Eighteen years after he retired, in 1969, Louis collapsed on a Manhattan street because of his cocaine usage.
The next year, he spent five months at the Colorado Psychiatric Hospital and the Veterans Administration Hospital in Denver because he was suffering from paranoia. He feared there was a plot to destroy him.
Joe Jr. compared his father's life after boxing to that of Arthur Miller's main character in "Death of a Salesman." "Wasn't Willie Loman a grand guy, just like my father, and then he started growing old and losing his customers? He was never really aware that he had lost his territory. That's the tragedy of it, just like my father."
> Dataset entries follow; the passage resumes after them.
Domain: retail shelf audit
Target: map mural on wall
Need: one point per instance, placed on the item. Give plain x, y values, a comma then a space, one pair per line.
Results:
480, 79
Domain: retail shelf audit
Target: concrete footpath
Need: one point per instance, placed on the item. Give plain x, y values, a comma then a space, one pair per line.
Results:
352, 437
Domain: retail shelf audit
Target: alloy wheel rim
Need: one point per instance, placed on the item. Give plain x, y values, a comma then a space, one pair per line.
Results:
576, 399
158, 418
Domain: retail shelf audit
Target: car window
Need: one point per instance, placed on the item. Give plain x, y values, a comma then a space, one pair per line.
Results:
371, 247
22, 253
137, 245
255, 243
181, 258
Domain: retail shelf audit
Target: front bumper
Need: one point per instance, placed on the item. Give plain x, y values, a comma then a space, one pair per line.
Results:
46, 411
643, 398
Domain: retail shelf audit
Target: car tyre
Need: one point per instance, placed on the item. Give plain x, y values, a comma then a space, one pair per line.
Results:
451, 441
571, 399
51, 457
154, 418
Louis was married four times, the first two to Marva Trotter. Joe and Marva had two children, Jacqueline and Joe Jr. Their first marriage took place on Sept. 24, 1935, a few hours before he knocked out Max Baer in the fourth round at Yankee Stadium.
About his tax problems with the IRS, Louis later said, "When I was boxing I made $5 million and wound up broke, owing the government a million. If I was boxing today I'd make $10 million and wind up broke, owing the government $2 million."
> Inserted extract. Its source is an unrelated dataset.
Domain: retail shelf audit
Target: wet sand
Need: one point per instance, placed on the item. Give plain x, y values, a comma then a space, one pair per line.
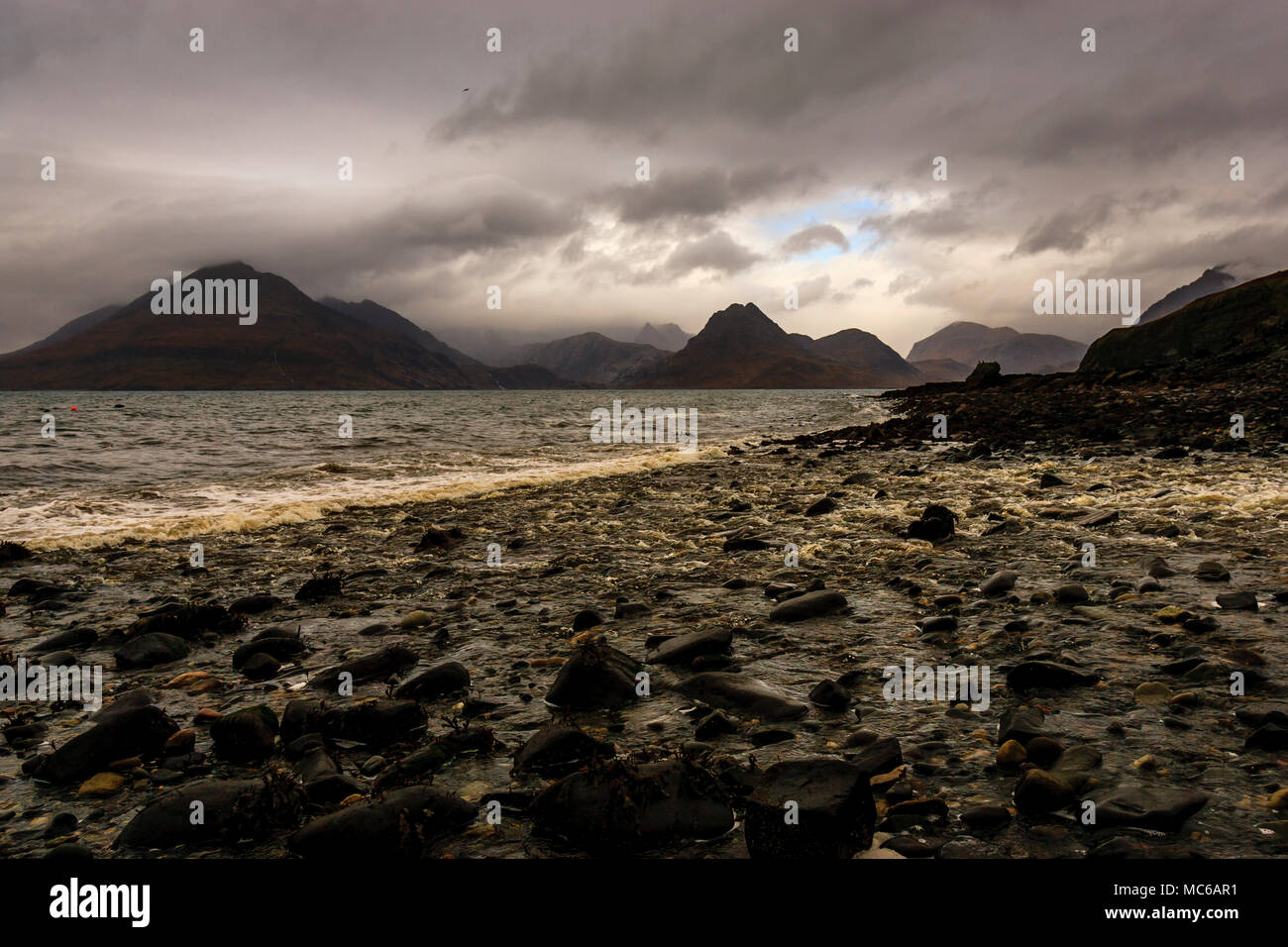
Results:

In 1977, four years before his death, Louis suffered a heart attack and a cerebral hemorrhage, which made it extremely difficult for him to speak and left him confined him to a wheelchair.
The night before he died in 1981, he was wheeled in to the Larry Holmes-Trevor Berbick fight and received a standing ovation when he was introduced.
In eulogizing Louis, the Rev. Jesse Jackson said, "Usually the champion rides on the shoulder of the nation and its people, but in this case, the nation rode on the shoulders of its hero."